ENVI 355
Animals and Society Fall 2022
Division II Writing Skills
This is not the current course catalog

Class Details

How do humans and animals shape each other’s lives? People encounter animals in farms, laboratories, zoos, wildernesses, and backyards, on purpose and by chance. They treat animals as family members, entertainment, food, vectors of disease, and objects of scientific wonder. Drawing on the works of biologists, philosophers, and feminist science and technology studies scholars, this tutorial will examine our relationships with animals and help clarify our responsibilities to them. We will ask: What are the social and environmental consequences of consuming animals? Should humans swim with dolphins, feed manatees, use gene-editing to create species that can survive climate change? Should moral standing depend upon the ability to communicate or the ability to experience emotions like grief and joy? What can animal models tell us about human health and society, and when is animal otherness too large a gap to bridge? What might human violence toward animals tell us about sexism, racism, or capitalism, and what will human-animal relationships look like in the future?
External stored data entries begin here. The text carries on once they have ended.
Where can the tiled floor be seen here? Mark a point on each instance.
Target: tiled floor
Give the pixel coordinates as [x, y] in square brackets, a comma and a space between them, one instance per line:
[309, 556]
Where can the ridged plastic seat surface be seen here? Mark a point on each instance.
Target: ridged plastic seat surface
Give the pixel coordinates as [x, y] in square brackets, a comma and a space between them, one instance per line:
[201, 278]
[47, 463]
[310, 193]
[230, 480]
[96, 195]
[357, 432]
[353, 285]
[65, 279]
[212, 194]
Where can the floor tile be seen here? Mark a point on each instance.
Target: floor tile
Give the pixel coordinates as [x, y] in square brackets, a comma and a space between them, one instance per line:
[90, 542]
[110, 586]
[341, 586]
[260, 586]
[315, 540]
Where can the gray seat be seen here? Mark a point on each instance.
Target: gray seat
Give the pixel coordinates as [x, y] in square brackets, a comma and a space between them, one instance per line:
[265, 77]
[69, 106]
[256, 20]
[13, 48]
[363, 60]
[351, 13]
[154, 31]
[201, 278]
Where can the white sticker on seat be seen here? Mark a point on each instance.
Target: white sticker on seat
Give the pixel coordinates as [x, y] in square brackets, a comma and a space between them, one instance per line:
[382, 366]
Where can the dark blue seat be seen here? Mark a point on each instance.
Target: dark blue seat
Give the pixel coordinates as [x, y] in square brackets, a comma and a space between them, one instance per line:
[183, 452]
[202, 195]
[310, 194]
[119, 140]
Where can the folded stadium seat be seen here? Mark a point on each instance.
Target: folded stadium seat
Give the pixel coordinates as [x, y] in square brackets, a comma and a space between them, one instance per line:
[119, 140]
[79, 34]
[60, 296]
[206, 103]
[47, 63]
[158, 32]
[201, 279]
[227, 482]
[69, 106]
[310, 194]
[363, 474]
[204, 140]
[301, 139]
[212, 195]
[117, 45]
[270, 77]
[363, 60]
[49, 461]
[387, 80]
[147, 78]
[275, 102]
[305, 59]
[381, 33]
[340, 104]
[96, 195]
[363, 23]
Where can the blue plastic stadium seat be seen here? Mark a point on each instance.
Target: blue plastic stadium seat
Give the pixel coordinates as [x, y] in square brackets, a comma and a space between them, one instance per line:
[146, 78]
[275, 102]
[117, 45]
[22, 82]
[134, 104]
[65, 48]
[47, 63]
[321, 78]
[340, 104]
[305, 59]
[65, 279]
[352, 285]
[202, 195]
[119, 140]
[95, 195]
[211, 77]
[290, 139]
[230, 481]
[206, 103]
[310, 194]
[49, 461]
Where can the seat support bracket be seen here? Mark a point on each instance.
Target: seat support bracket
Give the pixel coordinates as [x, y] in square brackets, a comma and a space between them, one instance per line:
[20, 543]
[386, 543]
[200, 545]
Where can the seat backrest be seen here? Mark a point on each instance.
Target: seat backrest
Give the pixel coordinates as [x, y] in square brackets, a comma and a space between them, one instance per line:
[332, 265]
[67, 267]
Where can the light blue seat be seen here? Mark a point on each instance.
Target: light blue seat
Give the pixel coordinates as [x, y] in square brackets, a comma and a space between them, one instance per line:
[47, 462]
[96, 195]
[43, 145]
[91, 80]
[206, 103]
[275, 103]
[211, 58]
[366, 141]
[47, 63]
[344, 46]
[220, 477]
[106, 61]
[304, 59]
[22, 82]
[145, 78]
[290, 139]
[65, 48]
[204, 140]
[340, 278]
The Class: Format: tutorial
Limit: 10
Expected: 10
Class#: 1771
Grading: no pass/fail option, no fifth course option
Requirements/Evaluation: one 5- to 7-page essay every other week and carefully prepared oral responses to partners' essays in alternate weeks
Prerequisites: none
Enrollment Preferences: juniors and seniors
Distributions: Division II Writing Skills
WS Notes: Weekly tutorial paper or response paper for which the instructor will provide feedback on writing skills as well as content. Opportunities to revise.